Undergoing multiple demolitions and reconstructions, the Berlin Palace seems to have captured all major facets and ruling ideologies of German history. Originally an imperial palace built in the 15th century, with later grandiose Baroque extensions, the Berlin Palace served as a winter residence for the Prussian Kings and German Emperors for around five hundred years. Badly damaged in World War Two, during which many National Socialist parades took place on the grounds, the palace was torn down by the communist GDR in 1950 as a proud rejection of imperialism and nazism. In its place, the GDR erected a Council of State in 1964, expanding into the notoriously ugly and modernist Palace of the Republic in 1973-6.

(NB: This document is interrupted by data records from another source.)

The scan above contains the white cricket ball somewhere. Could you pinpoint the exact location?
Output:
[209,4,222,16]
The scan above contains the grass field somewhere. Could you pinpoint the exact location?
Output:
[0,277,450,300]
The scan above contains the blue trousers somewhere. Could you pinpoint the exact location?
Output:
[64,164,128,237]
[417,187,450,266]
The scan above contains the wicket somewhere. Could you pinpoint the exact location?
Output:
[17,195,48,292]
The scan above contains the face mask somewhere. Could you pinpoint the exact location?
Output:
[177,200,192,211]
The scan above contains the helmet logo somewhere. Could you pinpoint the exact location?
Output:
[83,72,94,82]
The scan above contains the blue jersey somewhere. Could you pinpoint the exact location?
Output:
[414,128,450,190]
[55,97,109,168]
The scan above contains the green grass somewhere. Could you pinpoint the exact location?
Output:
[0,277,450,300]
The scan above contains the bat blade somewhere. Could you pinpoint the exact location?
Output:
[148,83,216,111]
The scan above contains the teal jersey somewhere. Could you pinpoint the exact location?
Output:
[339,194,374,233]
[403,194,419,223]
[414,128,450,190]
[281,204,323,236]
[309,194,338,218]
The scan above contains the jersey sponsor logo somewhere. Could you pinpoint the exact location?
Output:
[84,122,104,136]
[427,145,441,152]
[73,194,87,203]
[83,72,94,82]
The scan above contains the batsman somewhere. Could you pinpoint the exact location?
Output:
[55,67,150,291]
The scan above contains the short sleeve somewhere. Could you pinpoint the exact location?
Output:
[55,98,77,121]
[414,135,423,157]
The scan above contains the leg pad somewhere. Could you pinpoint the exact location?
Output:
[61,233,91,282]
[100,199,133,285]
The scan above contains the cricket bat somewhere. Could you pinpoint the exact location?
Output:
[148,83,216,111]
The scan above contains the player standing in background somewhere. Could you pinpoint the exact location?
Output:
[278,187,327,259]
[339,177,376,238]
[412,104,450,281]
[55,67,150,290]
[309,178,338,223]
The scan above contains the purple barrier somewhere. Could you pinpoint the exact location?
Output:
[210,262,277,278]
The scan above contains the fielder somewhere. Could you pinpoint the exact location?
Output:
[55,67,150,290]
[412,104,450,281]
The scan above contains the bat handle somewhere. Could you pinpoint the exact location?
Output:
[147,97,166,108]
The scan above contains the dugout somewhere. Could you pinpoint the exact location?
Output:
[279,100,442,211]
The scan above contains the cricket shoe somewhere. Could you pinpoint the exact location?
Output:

The Palace of the Republic became a shared, multipurpose site, inviting the public through events, galleries, and performances, where the building’s forward-thinking functionality was prioritised over a show of power and wealth. As Germany reunited, and re-adopted a democratic regime, the Palace of the Republic closed. Demolished in 2006-8, a majority vote held by the Bundestag determined the exterior of the Berlin Palace was to be rebuilt entirely as the original imperial palace, despite several demonstrations protesting the erasure of East German history and identity. While several lobbying groups argued for the need to preserve the lost, beautiful architecture, and its alignment to the neighbouring neoclassical buildings, other intellectuals condemned the expensive endeavour and the selective identity it offered, contrary to a democratic regime.
Gavrel Rosenfeld suggested in an article in The Guardian that the overriding decision to maintain the original imperial architecture stems from an “inability to mourn the past” and demonstrates the intense emotions behind this building. In view of this, the new Berliner Schloss, expected to be completed in 2019, will house the Humboldt Forum’s collections of non-Western art, including artefacts from Germany’s colonial conquests. However, in a quite groundbreaking move, the museum will also highlight forgotten and censored atrocities from Germany’s colonial history. This will include the ethnic cleansing of Namibia, the first genocide of the 20th century, and the Maji Maji rebellion, where 75,000 Tanzanians were killed by German soldiers.
Artist Kerstin Honeit, born in 1977 in a divided Berlin, points out in her video work that the entire debate is inherently elitist. To counter this, she turns her attention to the construction workers physically engaged with the site. Honeit invites Palace of the Republic builder Peter Friedrich, as well as Palace of the Republic demolisher Gunter Teichert, to feature in ‘my castle your castle’ (2017), lending a different connotation to the site. Held in the familiar format of a talk-show—the pop-cultural practise commonly snuffed at by intellectuals—a suited Honeit asks her guests about their opinions on and experiences with the palace. Meanwhile, quotes from positions of authority propagating their opinions on the building are interspersed, and point out the difference in language between these individuals.
Adding absurdity, a pair of singing, queer cowboys also temporarily interrupts the talk-show. It’s an important, intelligent and dryly humorous piece that points out how class divisions and power dynamics skew debate. The construction workers seem not to trust themselves to give opinions on their projects (also due to real, economic consequences such as losing their jobs) and resort to merely describing the work processes, while sheepishly picking at their Kaffee und Kuchen. It’s interesting that Honeit juxtaposes her critique of class by incorporating the informal German institution of coffee and cake, as an intimate, almost embarrassing ritual practised across generations and classes. ‘my castle your castle’ (2016) can be seen at the Berlinische Galerie’s IBB Video Space until July 24, alongside two other video works of Honeit’s, ‘Talking Business’ (2014) and ‘Pigs in Progress’ (2013).